A gain of 20-30% fits in with most of the bank's year end 2013 targets (for those that issued one - over the last two years many banks have given up forecasting RTS levels as a bad job).
The RTS has been trapped in a "recessionary" range of 1300 to 1500 for nearly all of 2012 and unable to break out without more clarity in the situation in Europe. However, in June 2011 when growth was gathering speed and the expectation was going back to a robust recovery then the RTS was trading between 1900 and 2000 is "strong growth" range. The 3.5% growth expected next year suggests the RTS range will be somewhere in the middle of these two limits.
For example Uralsib predict the RTS to finished 2013 at 1,740, or a 24% gain in 2013 on end of 2012 result and Citi bank predicts 1,500. Goldman Sachs marked up Russian equity as one of its outperformers for 2012 as it predicted that the Russian economy would be an outperformed - but while Goldman was right about the economy it was wrong about the equities, which have remains more of less flat.
The RTS index was trading with a 2012E price/earnings (P/E) of 7.5 as of November, which is primarily due to the low multiples of energy stocks, according to Uralsib, and about 25% below Russia's EM peers (an improvement from the depths of the crisis when the EM discount fell to 50%). But excluding oil then the P/E is 10.5% as of November, which is in line with the MSCI average.
EV/EBITDA, again thanks to the heavy weight of oil and gas names, the RTS index trades with a 2012E multiple of 5.1, while excluding energy names and banks, the multiple stands at 7.1. That is just 3% lower than the MSCI EM index.
RTS index trades at a hefty 21% discount to DMs and a 31% discount to EMs. The 11% premium to DMs in 2012 based on EV/EBITDA (due to the low valuations of oils globally) will shrink to a 6% discount in 2013. Compared to EMs, the discounts are more appealing for 2012E and 2013E EV/EBITDA - at 17% and 22%.
-- dividends: this was a popular theme in 2012 and funds that followed it significantly outperformed the market. The government is now committed to dividends and committed the state-owned companies to pay a minimum of 25% of their profit out as dividends from January 1.
-- These payments will get an added impetus when IFRS accounts are introduced for many sectors from January as the profits under the international accounting system are several times higher than the Russian accounting system that companies use to calculate the size of their dividends in 2012.
-- Reform sectors: given there is some heavy state spending on the way in several sectors like power and pharma, which should also get a leg up over the benchmark in 2013.

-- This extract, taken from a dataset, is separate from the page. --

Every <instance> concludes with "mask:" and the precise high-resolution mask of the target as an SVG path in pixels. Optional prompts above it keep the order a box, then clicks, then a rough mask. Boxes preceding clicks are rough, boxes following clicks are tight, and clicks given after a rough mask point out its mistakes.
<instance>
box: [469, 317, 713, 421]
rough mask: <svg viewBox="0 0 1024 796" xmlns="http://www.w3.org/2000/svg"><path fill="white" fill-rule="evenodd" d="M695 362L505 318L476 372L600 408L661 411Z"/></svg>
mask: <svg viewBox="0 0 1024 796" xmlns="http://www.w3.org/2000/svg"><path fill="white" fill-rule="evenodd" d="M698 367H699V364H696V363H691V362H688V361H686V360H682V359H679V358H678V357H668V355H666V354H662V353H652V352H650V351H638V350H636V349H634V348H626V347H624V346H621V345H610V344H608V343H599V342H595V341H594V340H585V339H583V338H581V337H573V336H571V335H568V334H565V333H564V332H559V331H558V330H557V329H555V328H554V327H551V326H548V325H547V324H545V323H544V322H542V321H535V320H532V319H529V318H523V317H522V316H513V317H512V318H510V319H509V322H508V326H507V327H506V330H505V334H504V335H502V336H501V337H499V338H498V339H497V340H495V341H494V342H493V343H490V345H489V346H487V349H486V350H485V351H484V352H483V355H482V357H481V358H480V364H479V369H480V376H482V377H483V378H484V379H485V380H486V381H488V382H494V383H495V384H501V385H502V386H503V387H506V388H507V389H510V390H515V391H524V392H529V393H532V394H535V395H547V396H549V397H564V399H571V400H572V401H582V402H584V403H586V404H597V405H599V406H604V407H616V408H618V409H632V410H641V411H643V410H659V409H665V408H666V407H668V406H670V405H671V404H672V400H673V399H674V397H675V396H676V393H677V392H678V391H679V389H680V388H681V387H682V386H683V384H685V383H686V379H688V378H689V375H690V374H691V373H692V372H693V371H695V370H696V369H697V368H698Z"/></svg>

The power sector could be a surprise as a major revamp of the rules of the sector is in the works and is supposed to be ready by November 2013 and implemented at the start of 2014. Any clarity on the valuation methods used to fix tariffs and how the distribution system will work could provide a trigger and this is one of the most advanced of the reform plans so should be one of the first to be settled.

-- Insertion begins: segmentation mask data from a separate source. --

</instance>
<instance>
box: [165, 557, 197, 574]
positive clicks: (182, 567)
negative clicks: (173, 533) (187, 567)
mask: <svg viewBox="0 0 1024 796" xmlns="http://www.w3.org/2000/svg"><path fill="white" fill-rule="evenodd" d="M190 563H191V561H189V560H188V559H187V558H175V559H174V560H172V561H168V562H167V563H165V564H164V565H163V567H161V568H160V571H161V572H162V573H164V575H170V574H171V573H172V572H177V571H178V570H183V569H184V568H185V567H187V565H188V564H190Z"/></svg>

At the same time the Kremlin has earmarked shipbuilding and ports for privatization and modernization. Several major assets like Fresco and Sovkomflot are due to be sold and Russia is a natural shipping hub in the global trade network.
- Consumer: this is a staple of any portfolio and the leading companies continue to expand and become more efficient. The share of organized retail more than doubled in the last few years, but it still only accounts for a total of 14% of total retail turnover. The rest is markets.